November 2023
Conference papers accepted: FSTA
30/11/23/13:48 Filed in: Conference papers
O. Krídlo, D. López-Rodríguez, M. Ojeda-Aciego, M. Reformat. An FCA-based approach to RDF graphs. Fuzzy Sets Theory and Applications, FSTA, 2024.
ABSTRACT We investigate building a connection between RDF and FCA. The proposed approach transforms an RDF graph, where vertices represent objects of different types and edges represent relationships between these objects, into a series of bipartite graphs. It is achieved by separating edges representing specific relationships, resulting in a clear representation of the relationship of interest without clutter. To address this issue, we propose a bond-based construction of rigorous and benevolent compositions of bipartite graphs.
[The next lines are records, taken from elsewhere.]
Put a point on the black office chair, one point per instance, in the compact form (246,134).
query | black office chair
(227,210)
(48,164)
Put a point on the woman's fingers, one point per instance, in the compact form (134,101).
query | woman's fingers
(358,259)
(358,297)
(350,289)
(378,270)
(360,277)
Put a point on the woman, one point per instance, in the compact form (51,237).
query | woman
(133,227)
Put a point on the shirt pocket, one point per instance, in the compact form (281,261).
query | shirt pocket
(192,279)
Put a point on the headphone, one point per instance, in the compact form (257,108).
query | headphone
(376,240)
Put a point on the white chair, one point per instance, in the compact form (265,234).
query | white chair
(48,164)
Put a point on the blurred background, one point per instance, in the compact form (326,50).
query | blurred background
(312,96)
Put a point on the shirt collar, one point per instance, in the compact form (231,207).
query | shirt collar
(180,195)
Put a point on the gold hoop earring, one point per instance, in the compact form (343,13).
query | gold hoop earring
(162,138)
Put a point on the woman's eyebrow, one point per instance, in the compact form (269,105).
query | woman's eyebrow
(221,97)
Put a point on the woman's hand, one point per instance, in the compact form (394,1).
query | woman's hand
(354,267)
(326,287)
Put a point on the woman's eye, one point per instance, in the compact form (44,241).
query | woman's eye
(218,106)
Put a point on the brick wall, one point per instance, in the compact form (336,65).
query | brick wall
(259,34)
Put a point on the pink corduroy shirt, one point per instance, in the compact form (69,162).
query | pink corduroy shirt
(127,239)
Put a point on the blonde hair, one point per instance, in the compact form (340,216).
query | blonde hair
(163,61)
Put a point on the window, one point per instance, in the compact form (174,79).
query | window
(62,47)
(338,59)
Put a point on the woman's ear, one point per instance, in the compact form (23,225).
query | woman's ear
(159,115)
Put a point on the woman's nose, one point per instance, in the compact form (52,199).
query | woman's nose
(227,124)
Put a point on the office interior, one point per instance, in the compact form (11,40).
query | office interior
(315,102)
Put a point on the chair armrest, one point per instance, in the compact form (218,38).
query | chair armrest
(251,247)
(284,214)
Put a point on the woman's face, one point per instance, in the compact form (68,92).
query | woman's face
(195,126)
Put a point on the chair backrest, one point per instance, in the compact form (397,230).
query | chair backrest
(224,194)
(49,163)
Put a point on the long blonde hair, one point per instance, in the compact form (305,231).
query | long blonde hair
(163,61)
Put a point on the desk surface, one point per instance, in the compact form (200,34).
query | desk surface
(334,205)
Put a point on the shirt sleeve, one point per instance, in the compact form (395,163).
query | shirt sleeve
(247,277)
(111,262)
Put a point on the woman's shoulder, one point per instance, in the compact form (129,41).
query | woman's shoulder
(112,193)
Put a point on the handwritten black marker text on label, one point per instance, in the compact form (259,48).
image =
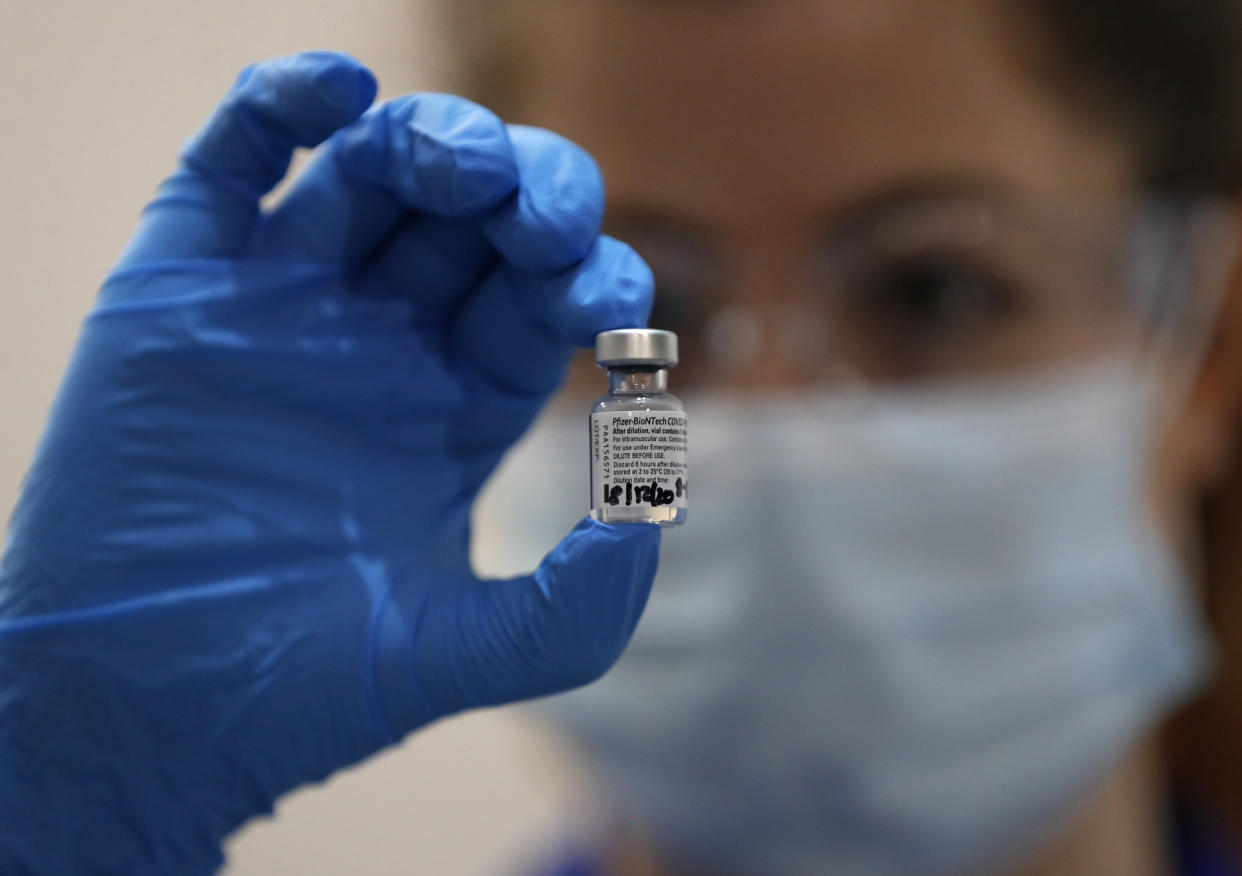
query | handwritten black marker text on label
(645,493)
These bipartite graphs are extracted from RDF graphs and combined—using the proposed construction—with external information related to the graphs' entities.
D. López-Rodríguez, M. Ojeda-Hernández, Á. Mora. Close-by-One strategy for computing the fuzzy concept lattice. Fuzzy Sets Theory and Applications, FSTA, 2024.
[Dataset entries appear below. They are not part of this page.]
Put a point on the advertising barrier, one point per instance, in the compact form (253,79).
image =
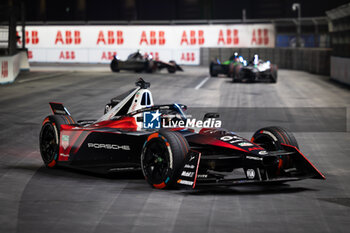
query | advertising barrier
(11,65)
(340,69)
(98,44)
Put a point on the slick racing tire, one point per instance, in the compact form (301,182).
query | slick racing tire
(49,139)
(114,65)
(236,71)
(172,69)
(211,70)
(271,138)
(162,158)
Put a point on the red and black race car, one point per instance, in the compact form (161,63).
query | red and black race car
(121,141)
(139,62)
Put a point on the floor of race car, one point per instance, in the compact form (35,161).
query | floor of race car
(36,199)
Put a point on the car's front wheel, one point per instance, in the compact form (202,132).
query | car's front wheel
(49,139)
(162,158)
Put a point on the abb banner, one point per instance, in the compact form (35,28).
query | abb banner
(11,65)
(98,44)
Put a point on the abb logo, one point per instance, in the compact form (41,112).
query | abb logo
(31,37)
(67,55)
(193,38)
(152,39)
(155,55)
(30,54)
(112,37)
(260,37)
(230,38)
(70,37)
(108,55)
(188,56)
(4,69)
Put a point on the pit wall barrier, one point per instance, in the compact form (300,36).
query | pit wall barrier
(313,60)
(99,44)
(10,66)
(340,69)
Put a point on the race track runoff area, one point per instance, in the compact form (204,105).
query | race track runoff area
(37,199)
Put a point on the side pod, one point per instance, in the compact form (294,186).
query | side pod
(189,172)
(302,164)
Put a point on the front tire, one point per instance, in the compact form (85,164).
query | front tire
(274,74)
(49,139)
(162,158)
(114,65)
(211,70)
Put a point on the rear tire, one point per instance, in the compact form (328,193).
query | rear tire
(274,74)
(114,65)
(162,158)
(272,137)
(49,139)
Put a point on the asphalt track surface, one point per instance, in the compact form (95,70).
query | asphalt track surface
(37,199)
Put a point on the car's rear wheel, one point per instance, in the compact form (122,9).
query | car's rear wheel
(162,158)
(271,138)
(114,65)
(49,139)
(212,70)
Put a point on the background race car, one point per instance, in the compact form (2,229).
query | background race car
(240,70)
(139,62)
(227,67)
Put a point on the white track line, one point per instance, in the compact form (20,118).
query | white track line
(202,83)
(39,77)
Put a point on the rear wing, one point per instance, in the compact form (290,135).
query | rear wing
(58,109)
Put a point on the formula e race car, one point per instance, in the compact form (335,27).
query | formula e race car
(143,63)
(242,71)
(132,136)
(227,67)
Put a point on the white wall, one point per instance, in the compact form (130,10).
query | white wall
(340,69)
(98,44)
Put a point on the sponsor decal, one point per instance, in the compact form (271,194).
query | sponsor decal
(250,173)
(245,144)
(232,139)
(263,152)
(108,146)
(192,123)
(187,174)
(60,111)
(255,148)
(64,155)
(192,158)
(151,120)
(253,158)
(4,69)
(270,134)
(185,182)
(65,141)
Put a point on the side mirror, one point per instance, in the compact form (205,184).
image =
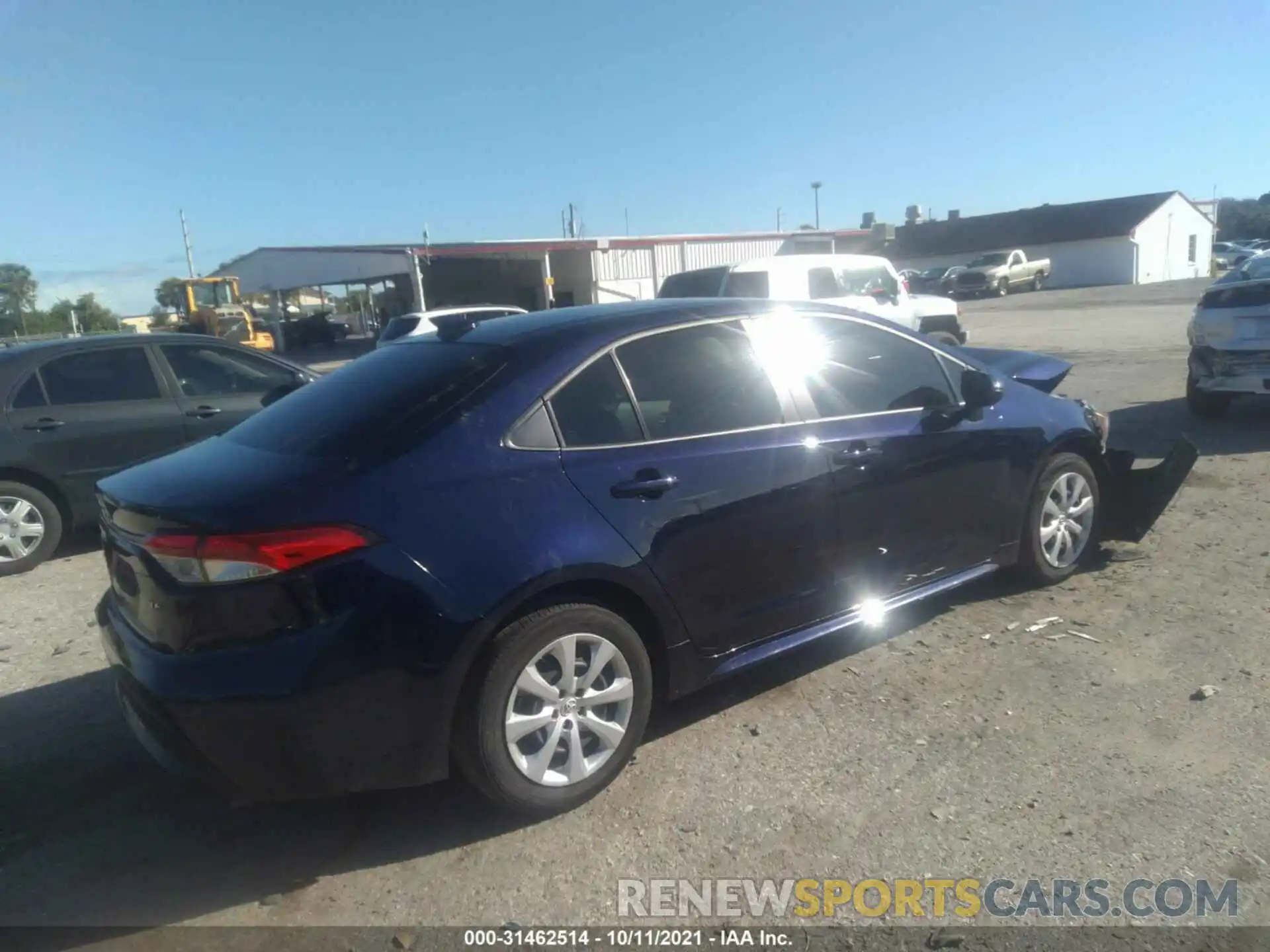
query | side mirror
(980,389)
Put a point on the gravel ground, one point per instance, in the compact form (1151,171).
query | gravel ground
(962,746)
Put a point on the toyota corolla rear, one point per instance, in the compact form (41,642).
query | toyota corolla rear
(269,622)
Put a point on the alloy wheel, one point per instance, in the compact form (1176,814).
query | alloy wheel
(570,710)
(1066,520)
(22,528)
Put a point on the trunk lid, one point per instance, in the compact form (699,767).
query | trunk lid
(1039,371)
(216,485)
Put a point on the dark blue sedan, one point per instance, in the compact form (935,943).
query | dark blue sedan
(494,546)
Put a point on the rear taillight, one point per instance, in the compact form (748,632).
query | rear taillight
(220,559)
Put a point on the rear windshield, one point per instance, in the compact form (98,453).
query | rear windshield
(388,397)
(1253,295)
(399,328)
(698,284)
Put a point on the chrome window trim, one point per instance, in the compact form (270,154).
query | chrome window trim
(611,350)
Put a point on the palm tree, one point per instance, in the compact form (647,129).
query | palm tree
(17,292)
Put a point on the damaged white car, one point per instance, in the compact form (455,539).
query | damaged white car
(1230,338)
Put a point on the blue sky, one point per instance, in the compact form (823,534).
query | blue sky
(302,122)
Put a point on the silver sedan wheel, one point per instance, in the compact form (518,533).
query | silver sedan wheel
(570,710)
(22,528)
(1066,520)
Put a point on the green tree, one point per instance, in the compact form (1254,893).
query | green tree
(171,294)
(91,314)
(17,295)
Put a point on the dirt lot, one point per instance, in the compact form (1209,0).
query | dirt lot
(959,748)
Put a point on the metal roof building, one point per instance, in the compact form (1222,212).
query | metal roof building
(530,273)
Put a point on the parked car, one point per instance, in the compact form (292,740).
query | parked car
(864,282)
(937,281)
(83,408)
(494,545)
(1227,254)
(1000,272)
(409,325)
(1230,339)
(910,277)
(312,331)
(1255,267)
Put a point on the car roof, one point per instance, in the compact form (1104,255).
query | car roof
(802,263)
(599,325)
(462,309)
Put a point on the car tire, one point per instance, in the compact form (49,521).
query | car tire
(26,506)
(1206,407)
(483,746)
(1042,537)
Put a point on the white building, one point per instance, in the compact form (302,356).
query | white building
(1133,240)
(532,273)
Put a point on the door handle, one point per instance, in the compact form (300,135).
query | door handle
(650,488)
(857,451)
(44,423)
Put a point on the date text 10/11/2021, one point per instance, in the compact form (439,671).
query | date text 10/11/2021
(626,938)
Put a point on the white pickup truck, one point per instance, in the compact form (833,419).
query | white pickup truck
(864,282)
(1001,272)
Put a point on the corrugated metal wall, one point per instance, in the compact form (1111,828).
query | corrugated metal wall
(626,264)
(622,264)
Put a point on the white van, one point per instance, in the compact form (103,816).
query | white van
(863,282)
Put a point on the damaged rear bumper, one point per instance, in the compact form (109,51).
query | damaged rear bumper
(1230,371)
(1133,499)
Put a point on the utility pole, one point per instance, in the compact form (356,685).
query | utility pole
(185,234)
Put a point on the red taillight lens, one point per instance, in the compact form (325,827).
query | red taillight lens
(218,559)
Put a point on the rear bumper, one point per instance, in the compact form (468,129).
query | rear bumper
(1134,499)
(197,715)
(1230,371)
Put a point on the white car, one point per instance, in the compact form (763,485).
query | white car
(1230,338)
(863,282)
(1230,254)
(412,325)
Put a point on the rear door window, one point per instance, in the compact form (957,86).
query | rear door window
(746,285)
(219,371)
(704,282)
(386,399)
(595,409)
(698,381)
(864,370)
(101,377)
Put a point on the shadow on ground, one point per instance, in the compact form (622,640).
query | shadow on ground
(1150,428)
(92,833)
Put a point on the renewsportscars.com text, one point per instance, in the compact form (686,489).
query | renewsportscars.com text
(927,898)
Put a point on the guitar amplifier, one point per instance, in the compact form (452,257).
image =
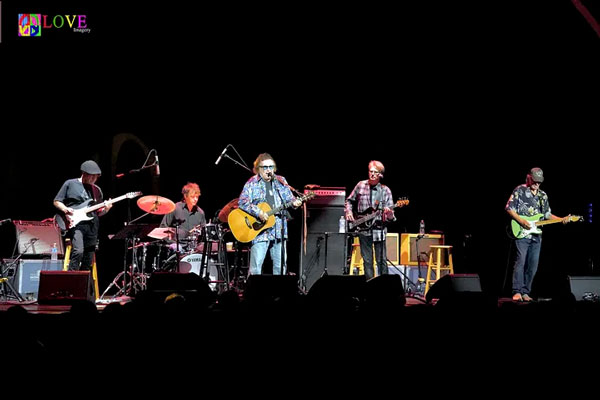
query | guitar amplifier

ABSTRACT We present the extension of CbO-like algorithms to a native fuzzy environment, without scaling, and combining the advantages of the different algorithms to obtain faster results with less computational load. The soundness of these algorithms is presented together with a comparison with existing strategies to show the improvement in both time, number of intents computed and number of tests performed.
Journal paper accepted: Fuzzy Sets and Systems
02/11/23/10:36 Filed in: Journal paper
M. Ojeda-Aciego, N. Madrid. Approaching the square of opposition in terms of the f-indexes of inclusion and contradiction. Fuzzy Sets and Systems.
ABSTRACT We continue our research line on the analysis of the properties of the f-indexes of inclusion and contradiction; in this paper, specifically, we show that both notions can be related by means of the, conveniently reformulated, Aristotelian square of opposition. We firstly show that the extreme cases of the f-indexes of inclusion and contradiction coincide with the vertexes of the Aristotelian square of opposition in the crisp case; then, we allocate the rest of f-indexes in the diagonals of the extreme cases and we prove that the Contradiction, Contrariety, Subcontrariety, Subalternation and Superalternation relations also hold between the f-indexes of inclusion and contradiction.